The 48-hour strike announced by opposition leaders a few days ago began on Wednesday. The nationwide strike comes less than a week after a 24-hour strike left streets across the country completely empty. The strike also comes just four days before the government holds elections for the constituent assembly.
The strike comes after months of protests, which have left nearly 100 people dead and hundreds more injured. The elections are scheduled for Sunday and government supporters will vote to choose the members of the assembly. The constituent assembly elections have been heavily criticized by the opposition and world leaders. World leaders have asked for the elections to be canceled but the government has repeatedly said it will continue its plans. A few days ago, US President Donald Trump warned the Venezuelan government that if the elections take place, there will be economic sanctions. The president did not reveal in the statement what the sanctions could be but it’s speculated that it could be against the oil sector.

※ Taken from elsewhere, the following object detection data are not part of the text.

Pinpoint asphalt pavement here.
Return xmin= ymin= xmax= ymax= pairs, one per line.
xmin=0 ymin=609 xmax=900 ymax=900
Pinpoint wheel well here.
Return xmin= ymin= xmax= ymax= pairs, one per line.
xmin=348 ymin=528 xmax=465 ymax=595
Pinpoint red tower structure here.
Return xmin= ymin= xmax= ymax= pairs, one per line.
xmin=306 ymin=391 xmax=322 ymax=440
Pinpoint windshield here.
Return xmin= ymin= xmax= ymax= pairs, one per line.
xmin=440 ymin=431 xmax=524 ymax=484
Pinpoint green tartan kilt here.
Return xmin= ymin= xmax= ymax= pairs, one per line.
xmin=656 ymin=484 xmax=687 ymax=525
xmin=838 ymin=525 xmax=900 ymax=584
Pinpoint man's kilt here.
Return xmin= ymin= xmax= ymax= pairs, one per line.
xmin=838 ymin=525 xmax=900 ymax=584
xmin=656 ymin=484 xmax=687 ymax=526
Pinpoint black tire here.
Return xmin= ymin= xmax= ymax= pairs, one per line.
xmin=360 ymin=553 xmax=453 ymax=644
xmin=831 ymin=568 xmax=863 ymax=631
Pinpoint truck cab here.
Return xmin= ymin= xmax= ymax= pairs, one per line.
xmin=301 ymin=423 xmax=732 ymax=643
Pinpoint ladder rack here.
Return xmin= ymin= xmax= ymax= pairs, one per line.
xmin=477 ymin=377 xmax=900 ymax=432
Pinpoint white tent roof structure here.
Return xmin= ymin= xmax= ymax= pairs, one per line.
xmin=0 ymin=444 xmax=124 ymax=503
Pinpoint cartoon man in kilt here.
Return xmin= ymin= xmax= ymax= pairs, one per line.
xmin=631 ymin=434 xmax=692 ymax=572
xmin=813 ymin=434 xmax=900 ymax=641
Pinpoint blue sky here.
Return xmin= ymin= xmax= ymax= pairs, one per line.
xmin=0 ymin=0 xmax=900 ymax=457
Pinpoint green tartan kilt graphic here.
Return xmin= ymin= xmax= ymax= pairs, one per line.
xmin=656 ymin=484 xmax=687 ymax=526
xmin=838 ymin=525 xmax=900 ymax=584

The protests have continued since the announcement of the elections and experts believe the situation could get worse in the next few weeks. More than 90 people have lost their lives in the protests and hundreds more have also been detained. Last week, a referendum by the opposition received more than seven million votes. On Tuesday, opposition leader Leopoldo Lopez called on Venezuelans to continue the protests.
The constituent assembly has been heavily criticized by the opposition and world leaders as they think this is another move to try to keep Maduro in power and not hold elections ever again. The government has scheduled regional elections, which were supposed to take place in late 2016, for December. But the opposition is not convinced about the announcement since they think the constituent assembly will look to stop any elections in the future.
The 48-hour strike is the second strike in less than a week. The first strike shut down many parts of Venezuela and left at least 5 people dead. Pictures on social media showed streets empty and businesses closed in many cities. In recent days, thousands of Venezuelans have crossed into Colombia to start a new life. Many of them fear that the situation could get worse as the elections get closer.